Sünnetlere, "namaza" diye niyet etmek
01/02/2023 Çarşamba Köşe yazarı O.Ü
Namaz vakti içinde, o vaktin
farzından başka kılınan her namaz o vaktin sünneti de olmaktadır.
Sual:
Beş vakit namazın sünnetlerini kılarken, sadece Allah rızası için namaza veya
ilk kazaya kalmış öğlenin farzına diye niyet edilse, o vaktin sünneti de
kılınmış olur mu?
Cevap: Konu
ile alakalı olarak Eşbâhda deniyor ki:
“Beş vakit namazın ilk ve son sünnetlerini, yani müekket
sünnetleri kılarken, sünnet olduğuna niyet etmek lüzumunda sahih olan,
güvenilen fetva, şart olmadığını göstermektedir. Revatib sünnetler, nafile
niyeti ile veya yalnız namaza niyet ederek sahih olur. Yani o vaktin sünneti
olur. Ayrıca sünnet diye niyet etmeye lüzum yoktur. İmâm-ı Zeylaî de, böyle
buyurmuştur. Mesela fecir doğmadan, teheccüd niyeti ile, iki rekat namaz
kılınca, fecrin başlamış olduğu, sonradan anlaşılsa, bu namaz, sabah namazının
sünneti yerine geçer. Ayrıca sabah sünneti kılmak lazım olmaz. Öğlenin farzında
dördüncü rekatte oturduktan sonra unutarak beşinci rekate kalksa, altıncı
rekati de kılıp selam verir ve son iki rekati nafile olur. Bu iki rekatin
son sünnet olmaması, sünnet olarak niyet edilmediği için olmayıp, sünnete ayrı
bir tekbirle başlamadığı içindir. Teravih namazında da, teravih olduğuna niyet
etmek şart olmadığı haberi sağlamdır. Bunun gibi, kazaya kalmış öğle namazı
olmayan kimse, Cuma namazından sonra kıldığı dört rekate; “Vaktine yetişip
kılmamış olduğum son öğleyi kılmaya” diye niyet etse, sonra Cuma namazının
sahih olduğu anlaşılsa, sağlam ve sahih habere göre, bu dört rekat, Cuma
namazının sünneti olur.
Sünnet namazları, yalnız namaz kılmaya veya sünnetten başka bir
namaza niyet ederek kılınca, sahih olacakları önceden bildirilmişti.”
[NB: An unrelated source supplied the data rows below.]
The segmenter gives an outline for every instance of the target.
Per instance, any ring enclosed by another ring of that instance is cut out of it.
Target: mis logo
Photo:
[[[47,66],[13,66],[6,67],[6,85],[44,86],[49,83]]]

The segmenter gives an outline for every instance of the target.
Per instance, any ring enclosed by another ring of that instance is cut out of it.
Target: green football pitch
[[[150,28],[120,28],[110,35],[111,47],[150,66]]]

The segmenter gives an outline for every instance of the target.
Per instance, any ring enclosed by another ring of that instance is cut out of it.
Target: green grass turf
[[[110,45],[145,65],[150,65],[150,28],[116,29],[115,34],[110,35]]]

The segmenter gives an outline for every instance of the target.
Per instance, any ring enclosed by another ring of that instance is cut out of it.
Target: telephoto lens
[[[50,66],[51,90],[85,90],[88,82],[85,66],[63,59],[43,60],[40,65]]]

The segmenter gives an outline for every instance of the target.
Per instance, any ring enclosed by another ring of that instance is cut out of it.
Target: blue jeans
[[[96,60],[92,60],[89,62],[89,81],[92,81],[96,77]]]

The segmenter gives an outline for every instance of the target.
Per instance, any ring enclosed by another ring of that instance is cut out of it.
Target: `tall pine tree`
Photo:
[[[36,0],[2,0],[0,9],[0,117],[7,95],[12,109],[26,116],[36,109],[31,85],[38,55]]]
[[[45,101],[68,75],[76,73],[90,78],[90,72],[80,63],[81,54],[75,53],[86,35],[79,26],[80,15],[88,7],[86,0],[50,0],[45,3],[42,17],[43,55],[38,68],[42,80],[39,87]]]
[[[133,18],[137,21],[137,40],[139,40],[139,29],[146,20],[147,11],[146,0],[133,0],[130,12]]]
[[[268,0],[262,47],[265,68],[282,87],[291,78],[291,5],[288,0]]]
Görülüyor ki, namaz vakti içinde, o vaktin farzından başka
kılınan her namaz mesela kaza namazı, o vaktin sünneti de olmaktadır.
Sual:
Farz borcu olanın, nafile ibadeti boşa mı gider?
Cevap: İmâm-ı
Rabbânî hazretleri buyuruyor ki:
“Hadis-i şerifte; (Bir insanın mâ-lâ-ya'nî ile vakit geçirmesi, Allahü teâlânın, onu sevmediğinin alametidir) buyuruldu. Mâ-lâ-ya'nî, faydasız iş demektir. Bir farzı yapmayıp, bunun yerine, nafile ibadet yapmak, mâ-lâ-ya'nî ile vakit geçirmek olur. Nafilelerin farz yanındaki kıymeti, bir damlanın, deniz yanındaki kıymeti kadar bile değildir. Sünnetin farz yanındaki kıymeti de böyledir.”